A: Let us work in local coordinates $\{x_1,\dots,x_n\}$, so $T_pM=\text{span}\left(\frac\partial{\partial x_1},\dots,\frac\partial{\partial x_n}\right)$, for $p(x)=(x_1,\dots,x_n)$ in this local chart. To be more rigorous here, we have $p\in U\subset M$, for $U$ open and diffeomorphism $\varphi:U\to V\subseteq\mathbb R^n$, with $V$ open. $x_i$ are coordinates on $V$ and $\varphi(p)=(x_1,\dots,x_n)$.

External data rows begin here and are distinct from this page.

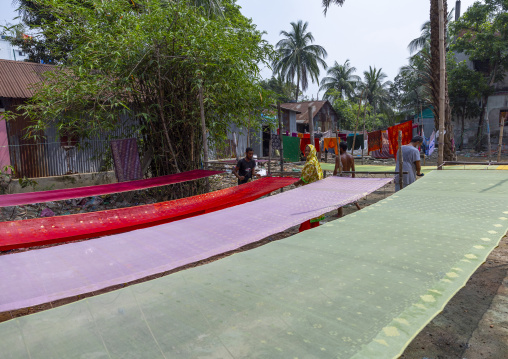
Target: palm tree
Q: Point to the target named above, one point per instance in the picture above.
(298, 57)
(376, 90)
(327, 3)
(341, 79)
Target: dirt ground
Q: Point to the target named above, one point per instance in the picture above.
(473, 325)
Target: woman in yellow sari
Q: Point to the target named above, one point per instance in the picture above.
(311, 172)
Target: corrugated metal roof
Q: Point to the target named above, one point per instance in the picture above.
(17, 77)
(303, 109)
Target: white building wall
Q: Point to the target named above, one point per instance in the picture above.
(8, 52)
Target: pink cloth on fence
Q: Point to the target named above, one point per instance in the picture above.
(45, 275)
(62, 194)
(42, 231)
(126, 159)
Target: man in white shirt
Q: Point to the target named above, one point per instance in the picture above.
(411, 163)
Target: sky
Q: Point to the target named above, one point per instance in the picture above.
(367, 32)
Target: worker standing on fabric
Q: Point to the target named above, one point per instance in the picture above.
(245, 168)
(311, 172)
(348, 164)
(411, 163)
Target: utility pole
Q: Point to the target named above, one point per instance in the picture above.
(442, 84)
(205, 136)
(311, 127)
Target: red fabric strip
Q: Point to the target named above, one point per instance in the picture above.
(375, 141)
(306, 141)
(62, 194)
(41, 231)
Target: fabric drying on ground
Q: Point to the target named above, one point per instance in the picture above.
(425, 169)
(89, 191)
(41, 231)
(44, 275)
(359, 287)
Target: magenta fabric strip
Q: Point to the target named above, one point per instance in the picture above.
(62, 194)
(41, 276)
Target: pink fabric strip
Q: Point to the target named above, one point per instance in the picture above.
(62, 194)
(41, 276)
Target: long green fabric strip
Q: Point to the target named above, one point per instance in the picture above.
(359, 287)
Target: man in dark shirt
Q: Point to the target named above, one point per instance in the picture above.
(244, 170)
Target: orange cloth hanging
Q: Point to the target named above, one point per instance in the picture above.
(393, 135)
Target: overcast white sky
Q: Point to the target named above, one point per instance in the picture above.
(367, 32)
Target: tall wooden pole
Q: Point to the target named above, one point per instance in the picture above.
(401, 162)
(442, 84)
(357, 119)
(500, 146)
(311, 127)
(205, 136)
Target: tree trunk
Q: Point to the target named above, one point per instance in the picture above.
(462, 130)
(479, 131)
(448, 148)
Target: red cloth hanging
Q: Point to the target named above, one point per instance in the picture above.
(393, 135)
(375, 141)
(306, 141)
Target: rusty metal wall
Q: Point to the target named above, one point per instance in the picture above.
(47, 157)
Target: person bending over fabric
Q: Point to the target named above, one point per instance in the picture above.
(411, 163)
(311, 172)
(348, 164)
(245, 168)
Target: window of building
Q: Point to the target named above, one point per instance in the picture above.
(503, 117)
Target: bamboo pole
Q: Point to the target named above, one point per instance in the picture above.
(442, 83)
(279, 117)
(205, 137)
(270, 153)
(364, 118)
(500, 146)
(357, 119)
(401, 162)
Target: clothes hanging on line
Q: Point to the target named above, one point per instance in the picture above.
(358, 140)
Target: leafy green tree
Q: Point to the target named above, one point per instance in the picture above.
(466, 87)
(434, 79)
(150, 65)
(282, 91)
(347, 112)
(423, 41)
(412, 84)
(482, 35)
(328, 3)
(375, 89)
(298, 57)
(340, 78)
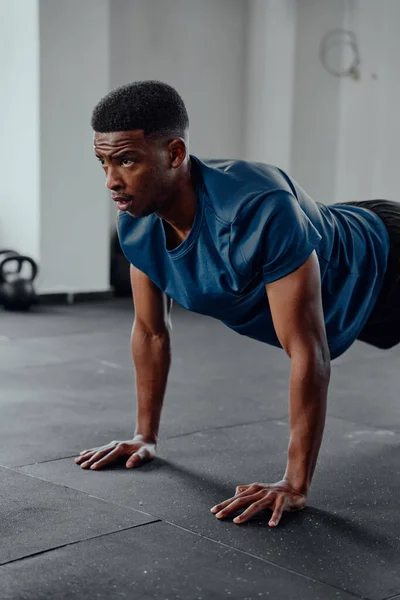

In general, a vector field $X$ in these coordinates looks like 
$$
X(p)=X_i(x)\frac\partial{\partial x_i}.
$$
This means that, in general,
\begin{equation}\begin{aligned}
[X,Y]f(p)&=X_i(x)\frac\partial{\partial x_i}\left(Y_j(x)\frac\partial{\partial x_j}f(p(x))\right)-Y_i(x)\frac\partial{\partial x_i}\left(X_j(x)\frac\partial{\partial x_j}f(p(x))\right)\\
&=X_i\partial^iY_j\partial^j f - Y_i\partial^iX_j\partial^j f,
\end{aligned}\end{equation}
where a term cancels by the commutivity of partial derivatives.
Sean Carroll  is saying that if we take the vector fields $X$ and $Y$ such that in these coordinates $X_i$ and $Y_i$ are independent of $x_i$, then the commutator vanishes, which we can see trivially from the above.